Along with the WTR, I find enlivening, transformative, and fruitful "art for life's sake": ethical aesthetics, theopoetics, and art/life, thanks in large part to the influence of such luminaries as Deborah J. Haynes, Linda Mary Montano, and other contemporary visionaries who attempt “to dissolve the boundaries between art and life" (Montano), sacred and secular, personal and political, process and product, and ritual and performance.
I received my M.A. and Ph.D. in theology, with an emphasis in the arts, from the Graduate Theological Union, in Berkeley. I have held positions in nonprofit leadership and as an instructor and director of programs in educational settings - forums that challenge as well as keep real, meaningful, and concrete my training and interests.
My quest is one of meaning: What is the relationship between our experience and our reflections on and expressions of our experience? How does our understanding of this relationship bear on our sense of personal, social, and environmental responsibility?
Foremost, I am committed to formal and informal communities of makers, seekers, and learners as creative agents for transformation, liberation, and flourishing.
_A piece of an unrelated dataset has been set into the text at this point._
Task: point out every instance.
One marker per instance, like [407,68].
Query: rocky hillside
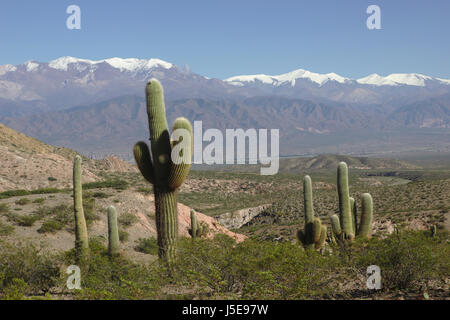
[27,163]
Why I am called to facilitate the Work
Since attending a weekend workshop with Joanna Macy, Anne Symens Bucher, and the Canticle Farm team, in Oakland, CA, in November 2013 (in addition to studying Joanna's books, viewing her videos, and attending some of her Dharma talks and other workshops), I have led several workshops in various settings on or based in the Work that Reconnects. I have also participated in a variety of diversity trainings, which include anti-oppression and decolonization workshops, as well as other relevant, informal learning circles on racial justice and white privilege and white supremacy. I am also a practitioner, facilitator, and lifelong learner of nonviolence and restorative practices.
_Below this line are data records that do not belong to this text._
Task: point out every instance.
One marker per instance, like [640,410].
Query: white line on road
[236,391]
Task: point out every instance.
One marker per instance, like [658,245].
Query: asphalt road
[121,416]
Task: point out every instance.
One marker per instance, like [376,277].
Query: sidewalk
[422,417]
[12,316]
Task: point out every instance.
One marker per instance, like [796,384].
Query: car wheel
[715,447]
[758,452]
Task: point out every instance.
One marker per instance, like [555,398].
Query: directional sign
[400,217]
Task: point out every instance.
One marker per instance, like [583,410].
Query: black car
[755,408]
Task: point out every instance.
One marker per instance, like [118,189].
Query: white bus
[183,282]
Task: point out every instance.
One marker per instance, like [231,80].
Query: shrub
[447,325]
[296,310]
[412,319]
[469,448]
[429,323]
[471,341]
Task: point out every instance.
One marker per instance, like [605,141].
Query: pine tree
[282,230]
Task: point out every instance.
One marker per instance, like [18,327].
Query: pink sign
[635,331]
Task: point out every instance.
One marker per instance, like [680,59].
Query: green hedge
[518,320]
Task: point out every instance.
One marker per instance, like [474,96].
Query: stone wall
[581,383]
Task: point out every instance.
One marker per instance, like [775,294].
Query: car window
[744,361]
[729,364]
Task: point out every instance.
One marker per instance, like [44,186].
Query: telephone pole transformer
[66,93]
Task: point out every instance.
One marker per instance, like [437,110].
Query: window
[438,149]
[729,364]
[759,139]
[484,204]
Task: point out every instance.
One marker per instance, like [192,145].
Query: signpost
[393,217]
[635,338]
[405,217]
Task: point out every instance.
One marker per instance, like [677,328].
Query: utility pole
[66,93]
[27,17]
How I see the Work serving the Great Turning
That the Work That Reconnects is grounded in gratitude, hope, attentiveness, vision, and life-giving and life-sustaining practices inspires me to share it with others. More than a format, it provides a way of being, of being in relationship, that emboldens personal and social transformation. As we experience the pain of the impacts of the Great Unraveling - the massive social and ecological crises - this work helps us to move us from apathy and despair into collaborative action, as we shift from the Industrial Growth Society toward a life-giving civilization.
Audiences I work with
I mainly work with international audiences of all ages, but primarily adults in educational and spiritual/religious settings (often times Catholic or interspiritual).